Though food’s primary job is to keep humans alive, we rely on food for much more than satiating hunger. Have you ever wondered why a pint of rocky road ice cream is the only way to cure a broken heart, and thoughts of your mom’s homemade enchiladas can quickly induce a bout of homesickness? Eating not only has the ability to influence our emotions, but through specific cravings, we are also able to assess our own psychological and physiological wellbeing. Here are three common food cravings your body uses to tell you something.
1. Junk food
We’ve all been there: it is 1am and you are up are studying for that nasty midterm in the morning. You are running on a few hours of sleep, and absolutely nothing sounds better than a bag of greasy potato chips and a jumbo pizza from your favorite Italian joint. While you may have never made the connection between exhaustion and comfort food cravings, researchers have found that high caloric food not only gives us the quick boost of energy we are looking for, but junk food also activates the pleasure and reward receptors in the tired human brain, acting as an emotional pick-me-up.
Because we are less likely to crave and succumb to the lure of unhealthy food when we are well rested, dropping a few pounds may be as easy as getting a good night’s sleep.
2. Carbs with a side of carbs
While carbs are nature’s gift to the human appetite, pasta and bread do more than just satisfy your empty stomach and your craving taste buds. All carbohydrates produce serotonin, a feel-good hormone that not only brightens your mood but also acts as a natural appetite suppressant that makes you feel satisfied even when your stomach is not full. Because serotonin can only be made from starchy and sweet foods, we are more likely to indulge in the breadbasket if we are feeling anxious and stressed.
Instead of impulsively indulging in the natural antidepressant, assess your mood and find out out if that cinnamon roll calling your name is not just the product of a rough week.

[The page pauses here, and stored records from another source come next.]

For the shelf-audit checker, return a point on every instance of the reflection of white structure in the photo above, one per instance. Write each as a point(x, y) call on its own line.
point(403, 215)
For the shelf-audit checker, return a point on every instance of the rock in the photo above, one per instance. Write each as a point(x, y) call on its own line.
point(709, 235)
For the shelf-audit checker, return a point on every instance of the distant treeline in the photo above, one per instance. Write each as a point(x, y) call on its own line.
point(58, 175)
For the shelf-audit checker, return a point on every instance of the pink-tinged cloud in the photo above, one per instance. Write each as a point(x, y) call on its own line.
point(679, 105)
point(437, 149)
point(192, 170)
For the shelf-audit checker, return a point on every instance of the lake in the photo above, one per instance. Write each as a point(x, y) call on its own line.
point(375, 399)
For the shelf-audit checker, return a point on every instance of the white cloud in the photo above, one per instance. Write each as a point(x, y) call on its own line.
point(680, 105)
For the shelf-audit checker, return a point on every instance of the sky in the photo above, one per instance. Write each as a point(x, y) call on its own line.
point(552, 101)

3. Chocolate is a woman’s best friend
Though recent studies have shown that chocolate is the most craved food by both men and women, the female population is more likely to experience these cravings. During that time of the month, women’s hormones are in constant fluctuation. When estrogen and progesterone levels drop and cortisol, the stress hormone, increases, a woman’s mood can be seriously affected; like carbohydrates, chocolate increases the natural mood-lifters, dopamine and serotonin, in the brain. Others have argued that deficiencies in either magnesium or iron (which are heightened during menstruation), induce cravings in women, as chocolate is high in both minerals.
Instead of yielding to chocolate’s siren call, doctors suggest eating leafy greens to satisfy the nutrients your body is craving (with fewer calories) and practice moderate cardio exercises to release endorphins in the brain that can naturally lift your mood.